Somehow I want to attach links to my object. I feel the right place to do this is in the controller layer as the controllers all know the correct URLs. Additionally, since I support multiple views, I feel like the right thing to do is somehow decorate my domain entities in the controller before they are converted to JSON/XML/whatever in Spring's view resolution framework. One way to do this might be to wrap the POJO in question with a generic Resource class that contains a list of links. Some view tweaking would be required to crunch it into the format I want, but its doable. Unfortunately nested resources could not be wrapped in this way. Other things that come to mind include adding links to the ModelAndView, and then customizing each of Spring's out-of-the-box view resolvers to stuff links into the generated JSON/XML/etc. What I don't want is to be constantly hand-crafting JSON/XML/etc. to accommodate various links as they come and go during the course of development.

Thoughts?

Soccer answered 23/8, 2011 at 20:54 Comment(2)
There is now a Spring Data project called Spring Data - Rest that supports HATEOAS in some form.Soccer
or you can use spring-hateoas standalone module directly.Ziwot
W
10

There is a useful project called Spring HATEOAS on GitHub which has the following description:

"This project provides some APIs to ease creating REST representations that follow the HATEOAS principle when working with Spring and especially Spring MVC"
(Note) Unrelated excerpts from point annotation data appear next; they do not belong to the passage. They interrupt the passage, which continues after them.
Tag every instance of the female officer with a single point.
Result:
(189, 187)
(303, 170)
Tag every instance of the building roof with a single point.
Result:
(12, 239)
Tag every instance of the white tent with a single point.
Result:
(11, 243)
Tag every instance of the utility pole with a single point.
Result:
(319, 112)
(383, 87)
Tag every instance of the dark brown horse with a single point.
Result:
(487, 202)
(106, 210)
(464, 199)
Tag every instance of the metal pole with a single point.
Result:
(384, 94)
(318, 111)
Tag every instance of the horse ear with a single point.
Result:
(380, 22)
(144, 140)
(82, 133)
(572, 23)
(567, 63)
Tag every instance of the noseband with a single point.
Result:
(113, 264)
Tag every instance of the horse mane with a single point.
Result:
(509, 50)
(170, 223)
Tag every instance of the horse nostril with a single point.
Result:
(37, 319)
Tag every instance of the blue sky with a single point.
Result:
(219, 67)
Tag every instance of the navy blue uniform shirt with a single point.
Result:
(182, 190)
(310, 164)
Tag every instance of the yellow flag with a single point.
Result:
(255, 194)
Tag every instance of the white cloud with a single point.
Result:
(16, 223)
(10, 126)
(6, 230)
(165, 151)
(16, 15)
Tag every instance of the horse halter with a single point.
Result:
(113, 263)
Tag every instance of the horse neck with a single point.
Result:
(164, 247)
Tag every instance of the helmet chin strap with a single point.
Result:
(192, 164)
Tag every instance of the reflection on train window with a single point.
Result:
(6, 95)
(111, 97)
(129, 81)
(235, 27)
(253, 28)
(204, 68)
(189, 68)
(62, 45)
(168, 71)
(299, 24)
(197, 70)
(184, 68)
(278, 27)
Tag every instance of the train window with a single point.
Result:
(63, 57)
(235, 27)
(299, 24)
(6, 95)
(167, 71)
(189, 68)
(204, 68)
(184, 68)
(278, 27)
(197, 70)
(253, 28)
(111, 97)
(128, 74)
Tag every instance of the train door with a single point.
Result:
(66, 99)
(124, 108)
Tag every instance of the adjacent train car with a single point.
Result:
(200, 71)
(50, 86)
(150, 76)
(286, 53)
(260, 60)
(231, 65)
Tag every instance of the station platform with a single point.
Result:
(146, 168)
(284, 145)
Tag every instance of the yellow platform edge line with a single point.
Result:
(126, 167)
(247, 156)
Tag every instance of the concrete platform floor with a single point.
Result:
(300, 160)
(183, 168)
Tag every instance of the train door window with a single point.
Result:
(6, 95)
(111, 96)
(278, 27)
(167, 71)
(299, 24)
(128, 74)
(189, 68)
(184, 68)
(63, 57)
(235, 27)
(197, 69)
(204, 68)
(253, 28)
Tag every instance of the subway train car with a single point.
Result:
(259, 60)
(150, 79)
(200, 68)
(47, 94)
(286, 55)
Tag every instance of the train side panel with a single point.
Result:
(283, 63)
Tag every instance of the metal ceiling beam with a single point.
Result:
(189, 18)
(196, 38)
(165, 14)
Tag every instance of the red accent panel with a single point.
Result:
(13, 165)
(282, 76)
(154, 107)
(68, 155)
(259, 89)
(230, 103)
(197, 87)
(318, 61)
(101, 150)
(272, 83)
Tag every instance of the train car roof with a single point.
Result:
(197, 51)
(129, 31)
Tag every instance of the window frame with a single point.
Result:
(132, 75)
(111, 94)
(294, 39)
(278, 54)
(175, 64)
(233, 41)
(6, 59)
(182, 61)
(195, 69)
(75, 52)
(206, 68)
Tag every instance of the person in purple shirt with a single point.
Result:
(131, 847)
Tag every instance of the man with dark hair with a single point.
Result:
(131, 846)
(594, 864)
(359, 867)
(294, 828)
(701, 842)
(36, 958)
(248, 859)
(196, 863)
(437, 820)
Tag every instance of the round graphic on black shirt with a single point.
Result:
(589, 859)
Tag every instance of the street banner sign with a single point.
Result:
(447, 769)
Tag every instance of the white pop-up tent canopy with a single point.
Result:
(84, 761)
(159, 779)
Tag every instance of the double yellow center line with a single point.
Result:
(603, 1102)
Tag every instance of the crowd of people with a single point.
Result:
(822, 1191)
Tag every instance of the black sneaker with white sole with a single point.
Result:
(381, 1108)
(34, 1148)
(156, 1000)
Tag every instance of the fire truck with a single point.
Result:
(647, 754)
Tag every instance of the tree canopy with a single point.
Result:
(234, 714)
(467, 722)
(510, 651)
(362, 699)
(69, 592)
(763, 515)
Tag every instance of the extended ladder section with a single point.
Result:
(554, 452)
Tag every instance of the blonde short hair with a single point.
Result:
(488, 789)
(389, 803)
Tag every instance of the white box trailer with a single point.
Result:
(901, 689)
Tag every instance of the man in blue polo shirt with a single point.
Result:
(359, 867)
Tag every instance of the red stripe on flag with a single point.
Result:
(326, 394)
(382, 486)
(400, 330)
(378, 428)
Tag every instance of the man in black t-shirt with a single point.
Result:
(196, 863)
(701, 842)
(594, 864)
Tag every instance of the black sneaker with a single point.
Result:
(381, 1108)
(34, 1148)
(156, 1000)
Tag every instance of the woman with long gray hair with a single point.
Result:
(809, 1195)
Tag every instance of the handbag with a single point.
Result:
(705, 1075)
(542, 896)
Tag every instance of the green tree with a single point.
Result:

If the resource class you are returning extends 'ResourceSupport' you can easily add links to it, and you can build links using 'ControllerLinkBuilder', for example to add a self link:

import static org.sfw.hateoas.mvc.ControllerLinkBuilder.*;

Link link = linkTo(YourController.class).slash(resource.getName()).withSelfRel();
resource.add(link);

It is quite a new project but it is available from the public Maven repo if required:

<dependency>
    <groupId>org.springframework.hateoas</groupId>
    <artifactId>spring-hateoas</artifactId>
    <version>0.3.0.RELEASE</version>
</dependency>

If you use the maven artifact:

org.sfw.hateoas.mvc.ControllerLinkBuilder

becomes:

org.springframework.hateoas.mvc.ControllerLinkBuilder
Wachter answered 30/11, 2012 at 11:2 Comment(3)
Interesting. I prefer imports of Spring and other infrastructural code being at the periphery of my application but in this case all resource classes extending ResourceSupport seems like a decent tradeoff. Thanks!Soccer
Oh, and its from Oliver Gierke who is the main Spring Data guy. Cool.Soccer
I wrote a blog posts related to HATEOAS using Spring FrameworkTwinned
I
1

My Thoughts:

  • using some kind of naming convention so that for example the self reference url can be constructed out of the class name of the object.
  • I do not think that adding the links stuff should be added by the controller (btw you self wrote "I don't want my controllers polluted with view constructs". I would try to search for an way to extend the JSON serialization so that it automatically add the extra stuff. May you need to add some annotations to your entities, even if this would pollute them a bit.
Indecorum answered 24/8, 2011 at 5:54 Comment(3)
Thanks. The naming convention could work if all I wanted was a "self" link, however, in the real application there would be multiple workflow-specific links on objects (similar to the somewhat famous "how to get a cup of coffee" article) that could not be created by convention.Soccer
Regarding generating the links - I need to come up with something somewhat generic so when I add a new link I don't have to go edit my 3 different view resolvers (JSON/XML/HTML). Hmmm. Maybe the nature of a RESTful architecture with this technology stack requires the domain entities to be "polluted" with links, and maybe that's not bad...Soccer
The "naming convention" is a bad idea. Specifically, it seems totally anti-HATEOAS. The point of HATEOAS is that the client doesn't need to "know" your API, but that it can simply follow the links to get to another entity or state transition.Providing
A
1

Just stumbled across this while looking for something else and thought you should be considering using the Link header instead of content in the JSON body which is really just polluting the representations of your resources.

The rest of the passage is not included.